Another interesting case is when \(X_1\) and \(X_2\) are both binary. In this case, a model that includes an interaction term is called a

**saturated model**. It is called this because it is actually nonparametric. In particular, notice that in the model \(\mathbb{E}[Y|X_1,X_2] = \beta_0 + \beta_1 X_1 + \beta_2 X_2 + \beta_3 X_1 X_2\),\[ \begin{aligned} \mathbb{E}[Y|X_1=0,X_2=0] &= \beta_0 \\ \mathbb{E}[Y|X_1=1,X_2=0] &= \beta_0 + \beta_1 \\ \mathbb{E}[Y|X_1=0,X_2=1] &= \beta_0 + \beta_2 \\ \mathbb{E}[Y|X_1=1,X_2=1] &= \beta_0 + \beta_1 + \beta_2 + \beta_3 \end{aligned} \]

This exhausts all possible combinations of the regressors and means that you can recover each possible value of the conditional expectation from the parameters of the model.

It would be possible to write down a saturated model in cases with more than two binary regressors (or even discrete regressors) — you would just need to include more interaction terms. The key thing is that there be no continuous regressors. That said, as you start to add more and more discrete regressors and their interactions, you will effectively start to run into the curse of dimensionality issues that we discussed earlier.

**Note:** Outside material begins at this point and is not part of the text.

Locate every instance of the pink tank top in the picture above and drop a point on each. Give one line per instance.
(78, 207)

As an example, consider our earlier example of flights from Atlanta to Memphis where \(Y\) denoted the number of passengers, \(X_1\) was equal to 1 for a a morning flight and 0 otherwise, and \(X_2\) was equal to one for a weekday flight and 0 otherwise. Suppose that \(\mathbb{E}[Y|X_1,X_2] = 90 - 15 X_1 - 5 X_2 + 25 X_1 X_2\). Then,

\[ \begin{aligned} \mathbb{E}[Y|X_1=0,X_2=0] &= 90 \quad & \textrm{non-morning, weekend} \\ \mathbb{E}[Y|X_1=1,X_2=0] &= 90 - 15 = 75 \quad & \textrm{morning, weekend} \\ \mathbb{E}[Y|X_1=0,X_2=1] &= 90 - 5 = 85 \quad & \textrm{non-morning, weekday} \\ \mathbb{E}[Y|X_1=1,X_2=1] &= 90 - 15 - 5 + 25 = 100 \quad & \textrm{morning, weekend} \end{aligned} \]

### 5.7.1 Computation

Including interaction terms in regressions in `R`

is straightforward. Using the `mtcars`

data, we can do it as follows

```
reg4 <- lm(mpg ~ hp + wt + am + hp*am, data=mtcars)
summary(reg4)
#>
#> Call:
#> lm(formula = mpg ~ hp + wt + am + hp * am, data = mtcars)
#>
#> Residuals:
#> Min 1Q Median 3Q Max
#> -3.435 -1.510 -0.697 1.284 5.245
#>
#> Coefficients:
#> Estimate Std. Error t value Pr(>|t|)
#> (Intercept) 33.34196 2.79711 11.920 2.89e-12 ***
#> hp -0.02918 0.01449 -2.014 0.05407 .
#> wt -3.05617 0.94036 -3.250 0.00309 **
#> am 3.55141 2.35742 1.506 0.14355
#> hp:am -0.01129 0.01466 -0.770 0.44809
#> ---
#> Signif. codes: 0 '***' 0.001 '**' 0.01 '*' 0.05 '.' 0.1 ' ' 1
#>
#> Residual standard error: 2.556 on 27 degrees of freedom
#> Multiple R-squared: 0.8433, Adjusted R-squared: 0.8201
#> F-statistic: 36.33 on 4 and 27 DF, p-value: 1.68e-10
```

The interaction term in the results is in the row that starts with `hp:am`

. These estimates suggest that, while horsepower does seem to decrease miles per gallon controlling for weight and whether or not the car has an automatic transmission, the effect of horsepower does not seem to vary much by whether or not the car has an automatic transmission (at least not in a big enough way that we can detect it with the data that we have).